La première, dotée d’un crédit de 3,5 milliards d’euros, est centrée sur l’amélioration et l’efficacité du service public. Elle permet l’octroi des moyens nécessaires pour une réponse adaptée aux besoins du demandeur d’emploi, à l’instar d’un soutien dans la recherche d’un emploi, de la personnalisation d’un projet professionnel ou encore de l’accès à de nouvelles compétences.

La seconde action, dotée de 2,187 milliards d’euros de crédits, est dévolue à l’amélioration des dispositifs en faveur des personnes les plus éloignées du marché. Des outils puissants seront mis en œuvre dans le cadre du fonds d’inclusion dans l’emploi, comme l’insertion par les contrats aidés ou par l’accélération de l’accompagnement des publics les plus en difficulté. Pour ce faire, l’augmentation des effectifs de Pôle emploi se traduit par une hausse, en 2020, du plafond d’emplois de 950 équivalents temps plein travaillé (ETPT). À cette évolution est assortie une réorientation de l’offre d’accompagnement, en phase avec la situation actuelle du marché du travail et de l’emploi.
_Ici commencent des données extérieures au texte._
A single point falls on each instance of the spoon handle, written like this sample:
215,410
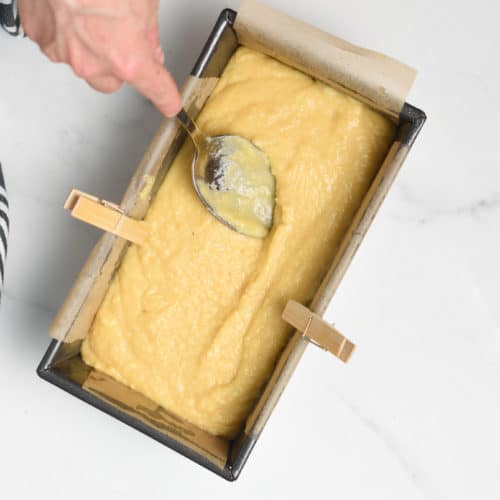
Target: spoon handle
191,128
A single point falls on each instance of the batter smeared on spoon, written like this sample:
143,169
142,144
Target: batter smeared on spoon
233,179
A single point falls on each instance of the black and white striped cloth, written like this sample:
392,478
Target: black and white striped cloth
10,22
4,227
9,17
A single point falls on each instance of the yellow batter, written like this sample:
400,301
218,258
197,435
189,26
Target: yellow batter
193,318
243,192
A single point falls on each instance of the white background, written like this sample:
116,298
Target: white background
416,413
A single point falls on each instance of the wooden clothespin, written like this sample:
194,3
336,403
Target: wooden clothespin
318,331
105,215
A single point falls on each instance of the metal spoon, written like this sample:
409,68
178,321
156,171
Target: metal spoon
233,179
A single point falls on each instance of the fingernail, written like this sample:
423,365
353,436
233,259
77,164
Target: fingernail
159,55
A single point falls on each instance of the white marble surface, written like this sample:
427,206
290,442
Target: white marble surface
414,416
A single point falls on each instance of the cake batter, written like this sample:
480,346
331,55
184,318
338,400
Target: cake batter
193,317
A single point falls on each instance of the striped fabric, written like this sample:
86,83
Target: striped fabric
9,17
4,227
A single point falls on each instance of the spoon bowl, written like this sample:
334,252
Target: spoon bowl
233,179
Enfin, avec un crédit de 589 millions d’euros, la troisième action a pour ambition, au travers du plan d’investissement dans les compétences (PIC), d’accompagner en formation, d’ici à 2022, environ 1 million de jeunes et 1 million de personnes éloignées de l’emploi.

Accompagner les mutations économiques et le développement de l’emploi, tel est l’objectif du programme 103. Celui-ci, doté de 6,4 milliards d’euros en autorisations d’engagement, enregistre une hausse de 8 % par rapport à 2019. Il est prioritairement fléché vers un soutien des actifs et des entreprises dans leurs éventuelles phases de transition ou leur montée en compétence. Il accompagne les restructurations sur les territoires, stimule l’emploi et la compétitivité et finance les opérateurs nationaux de la formation professionnelle.

Rappelons-le, voilà quinze jours, un outil révolutionnaire a été lancé, l’application mobile « Mon compte formation », l’un des moteurs de ce programme. Ce logiciel permet à chaque actif de sécuriser son parcours professionnel, de se préparer à une transition, voire de changer d’orientation. Accessible à tous, soit à plus de 25 millions d’actifs, elle permet de connaître son budget personnel de formation en temps réel, de comparer plus d’une dizaine de milliers de formations, avant de choisir celle qui correspond le mieux à ses attentes. Quelque 25 milliards d’euros de formation ont été mis à la disposition des Français via cette application. C’est une clé pour réparer l’ascenseur social.

Au-delà de cet outil, deux actions essentielles composent le programme 103.

La première, dont le bras armé est le soutien aux contrats d’apprentissage ou de professionnalisation, permet l’insertion dans l’emploi et la reconnaissance des compétences. Cet axe est primordial ; les moyens financiers sont donc en hausse de 36 % par rapport à 2019.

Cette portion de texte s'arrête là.